On December 30, the Washington Post in an article, “We are just destroying these kids’: The foster children growing up inside detention centers,” documented some of the ongoing problems in the state of West Virginia and the tragedy of some youth ending up in the state’s juvenile justice system when they should have been in foster care. According to the Post article and statistics sighted in a recent class-action lawsuit “West Virginia has one of the highest rates of children living in congregate care — such as group homes, detention centers and residential treatment facilities — with 71 percent of foster children aged 12 to 17 in such institutions, according to the lawsuit.”

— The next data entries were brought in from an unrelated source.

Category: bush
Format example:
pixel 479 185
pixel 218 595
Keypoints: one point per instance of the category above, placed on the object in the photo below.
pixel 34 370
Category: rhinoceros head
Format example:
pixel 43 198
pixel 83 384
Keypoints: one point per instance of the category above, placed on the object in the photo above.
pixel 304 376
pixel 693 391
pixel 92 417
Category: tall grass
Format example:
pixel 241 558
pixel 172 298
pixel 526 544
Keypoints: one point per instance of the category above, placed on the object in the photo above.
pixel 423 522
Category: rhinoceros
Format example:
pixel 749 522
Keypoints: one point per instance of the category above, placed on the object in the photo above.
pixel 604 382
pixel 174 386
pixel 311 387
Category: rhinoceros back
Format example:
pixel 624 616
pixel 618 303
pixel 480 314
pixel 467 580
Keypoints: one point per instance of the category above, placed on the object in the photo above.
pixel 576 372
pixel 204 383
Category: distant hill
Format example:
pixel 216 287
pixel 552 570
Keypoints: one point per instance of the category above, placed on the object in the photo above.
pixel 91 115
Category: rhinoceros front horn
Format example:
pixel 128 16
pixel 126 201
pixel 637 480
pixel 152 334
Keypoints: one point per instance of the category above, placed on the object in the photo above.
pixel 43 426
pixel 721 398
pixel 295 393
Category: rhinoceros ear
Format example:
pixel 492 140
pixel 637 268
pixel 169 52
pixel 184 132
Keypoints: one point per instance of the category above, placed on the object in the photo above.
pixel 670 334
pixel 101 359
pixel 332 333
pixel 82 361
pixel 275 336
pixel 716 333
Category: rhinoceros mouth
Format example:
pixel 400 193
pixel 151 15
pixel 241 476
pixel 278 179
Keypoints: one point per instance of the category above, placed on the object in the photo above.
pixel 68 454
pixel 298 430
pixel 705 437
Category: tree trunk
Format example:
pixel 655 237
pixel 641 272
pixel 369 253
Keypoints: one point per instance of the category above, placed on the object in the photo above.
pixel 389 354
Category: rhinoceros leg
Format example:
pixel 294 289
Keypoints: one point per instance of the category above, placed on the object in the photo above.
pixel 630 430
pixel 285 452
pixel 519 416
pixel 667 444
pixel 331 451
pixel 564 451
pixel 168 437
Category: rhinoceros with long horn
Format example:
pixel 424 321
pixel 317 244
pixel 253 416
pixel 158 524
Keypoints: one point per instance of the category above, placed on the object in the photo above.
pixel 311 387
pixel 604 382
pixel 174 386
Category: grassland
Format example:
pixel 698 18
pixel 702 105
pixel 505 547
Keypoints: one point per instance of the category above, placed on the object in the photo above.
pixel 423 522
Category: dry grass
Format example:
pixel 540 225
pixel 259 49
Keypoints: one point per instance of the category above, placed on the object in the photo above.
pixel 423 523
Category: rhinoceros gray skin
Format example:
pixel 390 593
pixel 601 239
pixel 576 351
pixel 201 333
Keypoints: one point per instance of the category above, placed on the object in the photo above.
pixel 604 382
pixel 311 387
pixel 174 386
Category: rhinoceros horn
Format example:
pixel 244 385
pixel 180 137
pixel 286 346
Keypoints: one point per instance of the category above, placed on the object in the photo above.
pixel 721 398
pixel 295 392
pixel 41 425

West Virginia is in the front lines of those states most severely hit by the opioid epidemic, and one of those areas of impact is child welfare. According to the press report, the head of West Virginia’s Department of Children, Youth and Families, “the shortage of foster parents trained to handle children with trauma and behavioral needs has led to more than 2,000 instances of foster children staying overnight in hotels and, in a few cases, in social worker offices in 2019.”

West Virginia recently reached an agreement with the US Justice Department after a suit was filed under the Obama Administration, arguing that too many children and youth entering through child welfare, behavioral health, or juvenile justice systems were being inappropriately placed into residential facilities some outside the state.

The Post article also refers to conditions in Oregon pointing out that since settling a 2016 lawsuit, Oregon has reduced the practice of housing children in offices and hotels. However, it still happens with a spokesperson for the state’s Department of Human Services, indicating that as many as ten children a night placed in hotels on a given night.

The report indicates that last year in the state of West Virginia, there were 791 reported runaway incidents in their foster care system, which had a population of about 6,800 children. Nationally and according to the official federal data through the AFCARS report, there were 4,734 runaways at the time of the September 30 reporting period. National runaway numbers are likely undercounted or inaccurate.

Since the Washington Post article Governor Jim Justice delivered his state of the state address last week, calling for more child welfare funding in a number of areas, including reducing caseworker caseloads. The Washington Post reported that as of December, West Virginia had 7,034 children in foster care and, according to the lawsuit filed against West Virginia, a 45 percent vacancy rate among caseworkers.